Oral Presentation 18th International Congress on Photobiology 2024

Visible light (VL, 400-700 nm) was previously reported to have no photobiologic effects on the skin. However, recent studies have demonstrated that it can induce relatively more intense and longer lasting pigmentation, compared to ultraviolet A1 (UVA1, 340-400 nm), in dark-skinned individuals (skin phototypes IV-VI).[1] Additionally, these effects of VL were shown to be potentiated by long wavelength UVA1 (370-400 nm).[2] Subsequent studies also demonstrated that the combination of VL and UVA1 (VL+UVA1, 370-700nm) was able to induce erythema in light-skinned individuals (skin phototypes I-III).[3] Although biologic effects of VL have been established, there is lack of standardized testing guidelines to evaluate photoprotective efficacy of products against this part of sunlight.  This invited presentation will discuss the evolution of knowledge of photobiologic effects of VL, associated phototesting methodologies, and available means of VL photoprotection. 
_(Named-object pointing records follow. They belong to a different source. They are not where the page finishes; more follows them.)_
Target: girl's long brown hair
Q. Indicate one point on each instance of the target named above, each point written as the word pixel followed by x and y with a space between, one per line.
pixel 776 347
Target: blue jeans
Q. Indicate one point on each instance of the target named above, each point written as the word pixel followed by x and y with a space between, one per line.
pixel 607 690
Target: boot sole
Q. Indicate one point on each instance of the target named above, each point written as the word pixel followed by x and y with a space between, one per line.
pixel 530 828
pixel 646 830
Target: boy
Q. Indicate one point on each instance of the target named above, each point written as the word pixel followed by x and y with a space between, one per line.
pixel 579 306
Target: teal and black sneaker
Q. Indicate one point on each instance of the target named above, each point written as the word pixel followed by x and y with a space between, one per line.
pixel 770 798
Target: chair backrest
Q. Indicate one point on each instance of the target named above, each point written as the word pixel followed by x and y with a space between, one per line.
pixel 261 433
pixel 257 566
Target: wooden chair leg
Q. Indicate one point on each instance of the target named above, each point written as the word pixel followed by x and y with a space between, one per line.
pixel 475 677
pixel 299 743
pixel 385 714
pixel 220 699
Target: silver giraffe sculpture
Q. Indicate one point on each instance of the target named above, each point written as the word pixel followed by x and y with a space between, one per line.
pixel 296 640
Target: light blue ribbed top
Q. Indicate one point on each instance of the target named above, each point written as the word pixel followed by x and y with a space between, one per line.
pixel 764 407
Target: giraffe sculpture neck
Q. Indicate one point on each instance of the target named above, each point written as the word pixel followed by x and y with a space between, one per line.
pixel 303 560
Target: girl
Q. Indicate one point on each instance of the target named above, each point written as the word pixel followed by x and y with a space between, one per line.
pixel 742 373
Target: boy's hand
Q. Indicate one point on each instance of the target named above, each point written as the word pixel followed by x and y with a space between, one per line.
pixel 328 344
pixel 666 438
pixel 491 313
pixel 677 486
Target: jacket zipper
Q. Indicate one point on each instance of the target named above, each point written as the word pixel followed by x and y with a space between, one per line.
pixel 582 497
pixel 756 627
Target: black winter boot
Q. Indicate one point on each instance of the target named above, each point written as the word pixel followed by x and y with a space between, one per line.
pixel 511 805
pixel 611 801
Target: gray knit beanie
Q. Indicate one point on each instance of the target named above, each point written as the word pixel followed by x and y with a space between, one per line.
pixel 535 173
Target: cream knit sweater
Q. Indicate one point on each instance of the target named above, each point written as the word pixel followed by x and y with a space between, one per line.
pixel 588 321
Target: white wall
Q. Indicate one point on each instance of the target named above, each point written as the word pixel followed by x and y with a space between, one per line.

1. Mahmoud BH, Ruvolo E, Hexsel CL, Liu Y, Owen MR, Kollias N, et al. Impact of long-wavelength UVA and visible light on melanocompetent skin. J Invest Dermatol. 2010 Aug;130(8):2092-7.
2. Kohli I, Chaowattanapanit S, Mohammad TF, Nicholson CL, Fatima S, Jacobsen G, et al. Synergistic effects of long-wavelength ultraviolet A1 and visible light on pigmentation and erythema. Br J Dermatol. 2018 May;178(5):1173-80.
3. Kohli I, Zubair R, Lyons AB, Nahhas AF, Braunberger TL, Mokhtari M, et al. Impact of Long-Wavelength Ultraviolet A1 and Visible Light on Light-Skinned Individuals. Photochem Photobiol. 2019 Nov;95(6):1285-87.